As I was driving along recently on a state highway, what should come barreling along in the other lane but a shirtless teenager — looked 15 or so — on a 4-wheeler.

He apparently had the thing wide open, zooming along in fairly dense traffic. He wore a big grin, but no helmet, and only flip-flops on his feet. In a collision or a rollover at that speed, he would’ve been toast.

A few days later, bouncing along the edge of a highway was a father on a 4-wheeler, holding a baby that looked to be maybe 9 months old in one arm and a toddler that was perhaps 2 years old in the other — all the while steering with the arm that was holding the baby. The mind boggles at the thought processes behind that little adventure, and the potential for disaster.

It’s commonplace to see, in farm fields, on highway shoulders, and even on city streets, ATVs being operated by kids sub-10 years old, almost uniformly with no helmets or any visible parental supervision, and often as not with two, three, or more kids riding with them.
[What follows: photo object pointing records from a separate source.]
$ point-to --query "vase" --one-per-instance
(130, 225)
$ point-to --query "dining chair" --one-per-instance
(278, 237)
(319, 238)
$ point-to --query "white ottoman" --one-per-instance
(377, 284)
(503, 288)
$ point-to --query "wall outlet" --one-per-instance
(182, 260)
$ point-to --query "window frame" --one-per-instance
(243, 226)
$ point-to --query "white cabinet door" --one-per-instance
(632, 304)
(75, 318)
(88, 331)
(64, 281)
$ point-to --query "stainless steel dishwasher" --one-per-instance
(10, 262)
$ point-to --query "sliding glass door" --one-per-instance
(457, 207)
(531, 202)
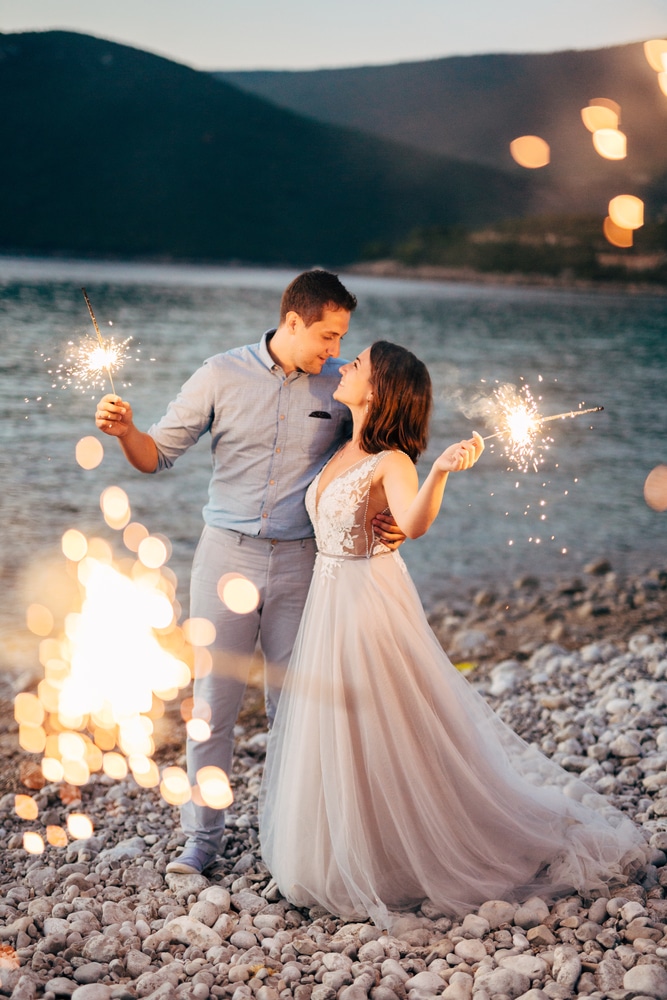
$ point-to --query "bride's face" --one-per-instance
(355, 387)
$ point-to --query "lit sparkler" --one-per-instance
(92, 360)
(520, 422)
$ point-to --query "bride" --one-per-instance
(389, 781)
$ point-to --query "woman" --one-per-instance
(388, 779)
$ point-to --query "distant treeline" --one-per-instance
(556, 246)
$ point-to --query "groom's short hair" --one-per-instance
(314, 291)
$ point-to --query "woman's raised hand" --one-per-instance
(461, 455)
(113, 415)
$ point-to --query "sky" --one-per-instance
(316, 34)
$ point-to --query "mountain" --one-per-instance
(472, 107)
(110, 150)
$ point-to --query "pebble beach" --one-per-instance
(577, 667)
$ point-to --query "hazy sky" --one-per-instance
(309, 34)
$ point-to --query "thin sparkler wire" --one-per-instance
(99, 336)
(555, 416)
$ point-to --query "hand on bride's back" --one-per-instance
(461, 455)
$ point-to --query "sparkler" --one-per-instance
(519, 424)
(103, 355)
(515, 426)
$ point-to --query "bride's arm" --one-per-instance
(415, 509)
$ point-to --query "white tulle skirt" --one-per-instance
(389, 780)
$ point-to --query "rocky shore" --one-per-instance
(578, 667)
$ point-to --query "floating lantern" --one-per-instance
(530, 151)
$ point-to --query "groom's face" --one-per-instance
(313, 345)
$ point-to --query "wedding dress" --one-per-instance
(389, 780)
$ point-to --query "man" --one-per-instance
(273, 424)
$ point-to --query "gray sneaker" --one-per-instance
(193, 861)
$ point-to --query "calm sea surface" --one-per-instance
(573, 348)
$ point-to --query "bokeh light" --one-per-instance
(530, 151)
(33, 843)
(214, 787)
(238, 593)
(627, 211)
(25, 807)
(56, 836)
(115, 506)
(89, 452)
(114, 766)
(655, 488)
(601, 114)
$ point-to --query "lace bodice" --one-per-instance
(340, 513)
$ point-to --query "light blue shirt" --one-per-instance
(269, 437)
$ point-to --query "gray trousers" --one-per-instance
(281, 571)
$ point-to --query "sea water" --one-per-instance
(572, 348)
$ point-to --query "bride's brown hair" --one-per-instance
(400, 407)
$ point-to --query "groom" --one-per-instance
(273, 423)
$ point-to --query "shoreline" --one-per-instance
(467, 275)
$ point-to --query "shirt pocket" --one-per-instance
(319, 434)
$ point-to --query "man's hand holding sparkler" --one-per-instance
(460, 456)
(114, 417)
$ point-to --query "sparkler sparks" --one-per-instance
(518, 423)
(91, 361)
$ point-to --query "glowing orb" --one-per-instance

It’s a rare month that one doesn’t see or hear a news report of ATV-related deaths in the Mid-South. All too often the victims are children.

National Farm Safety Week is observed each September. For many years it has turned the spotlight on the dangers inherent in farming — tractor rollovers, equipment that can take off an arm and a leg, or kill, grain bin suffocations, etc.

This year’s focus was on ATV safety, with the theme, “Work Smart, Ride Safe.”

The U.S. Consumer Product Safety Commission reports that 410 people died in ATV accidents in 2008 and another 135,100 were injured. Each year, some 40,000 children are treated in emergency rooms for ATV-related injuries, many of them life-altering.

The 2008 stats were an improvement over 2007, which had 699 reported ATV deaths, with 150,900 emergency room-treated injuries.

From 1982 to 2008, Mississippi had 290 ATV-related deaths; Arkansas 252; Louisiana 212; Tennessee 376; and Missouri 282. In each instance, a significant proportion of the deaths involved children under age 16.

While it is hoped the drop in deaths from 2007 to 2008 is at least in part a result of the increased emphasis on safety, both by ATV manufacturers and agencies such as the CPSC, the death/injury toll could be reduced even more by common sense observance of safety measures suggested by the organization.

They are: 1. Children and young people under age 16 should not ride adult ATVs. 2. All ATV users should take a hands-on training course. 3. Always wear a helmet and safety gear, such as boots and gloves. 4. Never drive an ATV on paved roads. 5. Never drive a youth or single-rider ATV with a passenger and never ride on these vehicles as a passenger.